European leaders were scrambling to avert a trade war and agreed to intensify their efforts to dissuade Trump from imposing tariffs, while also preparing retaliatory measures should the duties go ahead.
After a brief overnight drop, European currencies including the euro EUR=, pound and Scandinavian crowns rose. The Swiss franc CHF=, a classic safe-haven, headed for its largest daily rise against the dollar in a month.
EURO BENEFITS FROM DOLLAR AVERSION
The euro was up 0.3% at $1.1638 in afternoon trading in Europe, while the pound GBP= was up 0.34% at $1.342 and the Norwegian crown strengthened, leaving the dollar down 0.2% on the day at 10.066 NOK=.

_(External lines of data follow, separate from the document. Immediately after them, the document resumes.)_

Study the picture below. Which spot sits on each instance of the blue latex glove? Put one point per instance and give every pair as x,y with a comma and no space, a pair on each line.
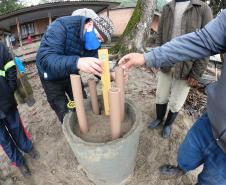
19,65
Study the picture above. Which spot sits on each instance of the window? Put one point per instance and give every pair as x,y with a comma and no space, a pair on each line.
27,29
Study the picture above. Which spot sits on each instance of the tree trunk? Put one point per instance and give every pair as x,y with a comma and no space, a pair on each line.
137,32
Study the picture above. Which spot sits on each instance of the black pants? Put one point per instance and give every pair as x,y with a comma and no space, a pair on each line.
56,95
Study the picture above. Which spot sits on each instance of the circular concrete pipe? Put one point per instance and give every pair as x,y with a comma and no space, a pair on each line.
110,163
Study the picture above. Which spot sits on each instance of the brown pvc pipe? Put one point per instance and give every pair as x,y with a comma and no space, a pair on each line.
119,80
79,103
115,116
93,96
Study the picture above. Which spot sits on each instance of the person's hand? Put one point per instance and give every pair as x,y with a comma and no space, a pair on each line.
131,60
192,82
90,65
125,75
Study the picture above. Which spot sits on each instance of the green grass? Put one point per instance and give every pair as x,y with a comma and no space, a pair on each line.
127,3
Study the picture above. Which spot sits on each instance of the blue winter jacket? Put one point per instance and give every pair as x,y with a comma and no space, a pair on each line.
205,42
61,47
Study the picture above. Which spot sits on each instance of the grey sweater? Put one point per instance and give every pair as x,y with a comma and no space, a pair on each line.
206,42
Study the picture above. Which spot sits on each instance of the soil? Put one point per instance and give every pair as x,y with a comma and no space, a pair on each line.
57,164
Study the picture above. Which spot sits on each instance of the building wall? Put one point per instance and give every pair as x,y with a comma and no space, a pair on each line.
41,26
120,18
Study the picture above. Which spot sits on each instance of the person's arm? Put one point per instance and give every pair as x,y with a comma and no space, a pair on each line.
200,65
10,68
205,42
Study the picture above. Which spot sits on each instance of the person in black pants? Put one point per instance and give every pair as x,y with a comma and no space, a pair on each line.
14,138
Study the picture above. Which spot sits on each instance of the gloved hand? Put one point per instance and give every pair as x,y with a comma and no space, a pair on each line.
192,82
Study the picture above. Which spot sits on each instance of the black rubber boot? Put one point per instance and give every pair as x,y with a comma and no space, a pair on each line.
160,112
171,171
168,124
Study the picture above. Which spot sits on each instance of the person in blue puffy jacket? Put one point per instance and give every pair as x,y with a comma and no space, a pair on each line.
70,45
205,143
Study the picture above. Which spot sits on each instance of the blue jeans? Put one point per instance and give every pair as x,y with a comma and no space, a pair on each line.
14,137
200,147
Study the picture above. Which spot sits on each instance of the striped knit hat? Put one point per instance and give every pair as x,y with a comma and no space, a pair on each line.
104,26
89,13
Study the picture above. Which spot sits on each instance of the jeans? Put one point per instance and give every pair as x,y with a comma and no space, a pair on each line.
200,147
14,138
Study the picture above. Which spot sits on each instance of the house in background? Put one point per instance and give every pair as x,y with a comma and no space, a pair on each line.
34,21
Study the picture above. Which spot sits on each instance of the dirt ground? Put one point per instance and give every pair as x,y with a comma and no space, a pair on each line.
57,164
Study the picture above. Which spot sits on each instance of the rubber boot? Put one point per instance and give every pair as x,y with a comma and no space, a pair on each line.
168,124
171,171
160,112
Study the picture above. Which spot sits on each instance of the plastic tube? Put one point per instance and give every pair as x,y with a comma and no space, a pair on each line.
78,99
115,116
93,96
119,80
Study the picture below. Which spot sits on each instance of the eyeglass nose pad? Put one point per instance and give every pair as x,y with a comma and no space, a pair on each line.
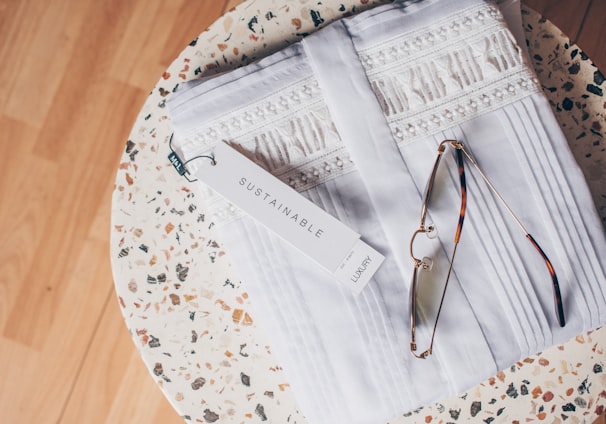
427,263
431,232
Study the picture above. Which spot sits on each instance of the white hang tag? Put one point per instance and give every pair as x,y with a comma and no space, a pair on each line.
316,233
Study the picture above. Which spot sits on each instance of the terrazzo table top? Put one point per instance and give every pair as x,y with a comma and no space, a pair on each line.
190,315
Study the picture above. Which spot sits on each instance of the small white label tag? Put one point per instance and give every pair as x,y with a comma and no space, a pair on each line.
291,216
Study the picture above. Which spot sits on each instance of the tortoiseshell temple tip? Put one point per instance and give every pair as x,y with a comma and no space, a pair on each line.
557,296
559,306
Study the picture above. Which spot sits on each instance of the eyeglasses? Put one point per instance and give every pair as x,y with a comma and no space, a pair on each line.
425,264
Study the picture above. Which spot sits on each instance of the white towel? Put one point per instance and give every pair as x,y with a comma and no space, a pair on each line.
351,118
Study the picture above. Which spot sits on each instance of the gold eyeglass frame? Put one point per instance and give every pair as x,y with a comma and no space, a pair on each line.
424,228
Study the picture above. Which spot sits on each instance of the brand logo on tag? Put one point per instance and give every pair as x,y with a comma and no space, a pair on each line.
358,272
177,163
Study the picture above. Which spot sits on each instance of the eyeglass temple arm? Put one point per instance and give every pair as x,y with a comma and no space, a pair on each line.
557,296
462,210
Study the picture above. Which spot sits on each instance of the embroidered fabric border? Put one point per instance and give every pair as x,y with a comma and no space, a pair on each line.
290,134
427,81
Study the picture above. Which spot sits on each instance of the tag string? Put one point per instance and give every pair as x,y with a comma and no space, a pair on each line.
180,165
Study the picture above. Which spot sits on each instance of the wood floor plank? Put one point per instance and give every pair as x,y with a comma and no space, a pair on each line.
50,35
73,197
147,29
592,36
114,384
40,394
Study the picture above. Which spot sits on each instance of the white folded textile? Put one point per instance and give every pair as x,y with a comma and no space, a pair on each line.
351,118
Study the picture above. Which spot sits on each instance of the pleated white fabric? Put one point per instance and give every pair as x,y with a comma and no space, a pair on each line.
351,117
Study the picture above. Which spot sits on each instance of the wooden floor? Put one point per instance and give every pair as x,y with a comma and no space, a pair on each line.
73,76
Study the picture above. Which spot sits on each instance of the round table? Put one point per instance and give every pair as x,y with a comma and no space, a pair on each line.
190,315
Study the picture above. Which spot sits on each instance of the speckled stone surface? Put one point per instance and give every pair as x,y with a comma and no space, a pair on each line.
190,315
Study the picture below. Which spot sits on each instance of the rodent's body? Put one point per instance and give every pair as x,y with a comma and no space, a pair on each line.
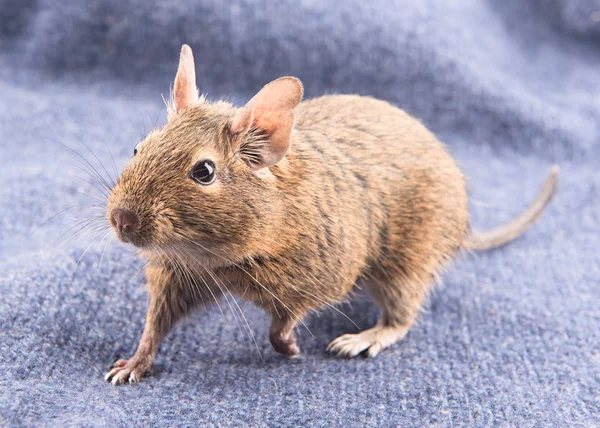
288,205
366,191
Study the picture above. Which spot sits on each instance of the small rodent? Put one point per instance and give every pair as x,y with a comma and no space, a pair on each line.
288,204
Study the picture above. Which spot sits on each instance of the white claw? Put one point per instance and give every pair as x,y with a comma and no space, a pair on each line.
117,379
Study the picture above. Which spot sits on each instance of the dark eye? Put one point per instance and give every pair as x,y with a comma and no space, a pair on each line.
203,172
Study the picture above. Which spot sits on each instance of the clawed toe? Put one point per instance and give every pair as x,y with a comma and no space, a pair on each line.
125,371
368,343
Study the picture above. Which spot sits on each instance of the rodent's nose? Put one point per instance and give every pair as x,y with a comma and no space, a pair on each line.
125,220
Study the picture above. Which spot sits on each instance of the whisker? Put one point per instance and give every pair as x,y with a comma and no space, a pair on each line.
98,160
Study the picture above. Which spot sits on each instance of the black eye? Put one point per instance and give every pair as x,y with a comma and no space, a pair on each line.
203,172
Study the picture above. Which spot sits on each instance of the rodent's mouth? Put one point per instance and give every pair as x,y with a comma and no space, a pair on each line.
127,226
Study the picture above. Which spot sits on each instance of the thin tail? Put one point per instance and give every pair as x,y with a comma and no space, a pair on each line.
516,227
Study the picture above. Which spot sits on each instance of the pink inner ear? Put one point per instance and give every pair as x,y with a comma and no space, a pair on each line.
185,92
243,119
272,110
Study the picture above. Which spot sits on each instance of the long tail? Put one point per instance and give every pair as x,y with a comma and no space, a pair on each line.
516,227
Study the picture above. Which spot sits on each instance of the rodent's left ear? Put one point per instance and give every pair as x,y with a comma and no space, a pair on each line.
185,92
271,111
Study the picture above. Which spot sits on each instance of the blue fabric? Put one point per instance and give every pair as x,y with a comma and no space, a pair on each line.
511,337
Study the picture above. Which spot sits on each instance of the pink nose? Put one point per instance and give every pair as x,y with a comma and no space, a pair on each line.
124,220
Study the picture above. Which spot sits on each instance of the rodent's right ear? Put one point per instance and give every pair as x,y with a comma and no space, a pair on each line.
271,111
185,92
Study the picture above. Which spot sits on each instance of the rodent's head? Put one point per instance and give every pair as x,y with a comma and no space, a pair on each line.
205,180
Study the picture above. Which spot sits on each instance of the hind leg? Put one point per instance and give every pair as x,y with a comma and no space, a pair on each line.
400,301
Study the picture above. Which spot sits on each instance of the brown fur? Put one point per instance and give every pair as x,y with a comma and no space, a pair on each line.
364,191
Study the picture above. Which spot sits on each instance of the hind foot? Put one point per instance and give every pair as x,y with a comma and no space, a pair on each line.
370,342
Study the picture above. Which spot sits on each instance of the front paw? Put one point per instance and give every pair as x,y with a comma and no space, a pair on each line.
129,371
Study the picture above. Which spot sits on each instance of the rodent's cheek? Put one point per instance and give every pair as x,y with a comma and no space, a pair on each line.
212,189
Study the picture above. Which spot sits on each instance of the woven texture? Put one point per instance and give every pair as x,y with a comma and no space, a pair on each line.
510,337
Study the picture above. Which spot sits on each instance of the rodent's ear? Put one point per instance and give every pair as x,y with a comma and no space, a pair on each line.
271,111
185,92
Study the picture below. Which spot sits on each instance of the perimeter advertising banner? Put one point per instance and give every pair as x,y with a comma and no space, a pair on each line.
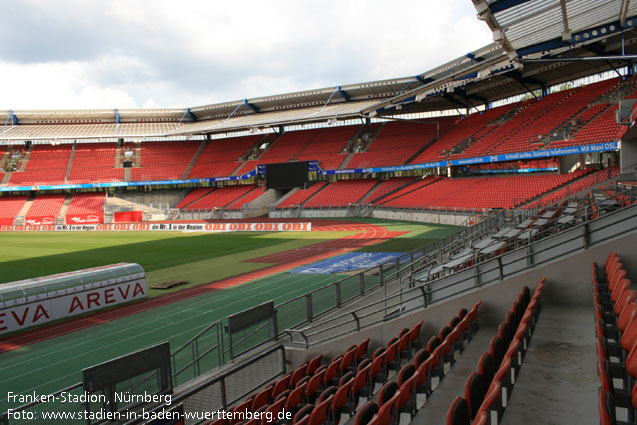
166,227
34,313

The initial reaction among investors has been to sell the dollar, as they did when Trump unveiled sweeping tariffs on the world last April, triggering a crisis of confidence in U.S. assets.
While some movement of capital out of the dollar was evident on Monday, most notably with the Swiss franc's gains, analysts said a further escalation in tensions could see investors move their money back into the U.S. currency.
"It's not obvious to me that a trade war, if it escalates as a result of President Trump's reaction to his inability to get his hands on Greenland, is necessarily bad for the dollar. It's definitely worse for Europe. Europe exports more to the United States than the United States exports to Europe," Kit Juckes, chief FX strategist at Societe Generale, said.
YEN STILL IN INTERVENTION ZONE
The dollar was down 0.7% on the day at 0.797 Swiss francs, and down 0.14% against the Japanese yen JPY=, another non-U.S. safe-haven, at 157.9 yen.
Domestic Japanese politics have hampered the yen in recent weeks, with a looming snap election raising expectations of greater fiscal stimulus. With the yen trading around its weakest since mid-2024, the risk of official intervention is high, not least because of the verbal warnings from Tokyo in the last couple of weeks.
"We still remain sceptical of intervention being successful on a sustained basis and would need fundamental supportive yen factors to play out as well. Moves in yen today are certainly more contained," Derek Halpenny, MUFG's head of research for global markets EMEA, said in a note.
Cryptocurrencies, often a barometer of investor risk sentiment, tumbled. Bitcoin BTC= was down 2.5% just below $93,011, while ether ETH= fell 3.8% to $3,213.
Data on Monday showed China's economy grew 5.0% last year, meeting the government's target by seizing a record share of global demand for goods to offset weak domestic consumption.
The onshore yuan CNY=CFXS climbed to a 32-month peak of 6.9630 per dollar, shrugging off the mixed data, after China's central bank set its strongest daily fixing in more than two years.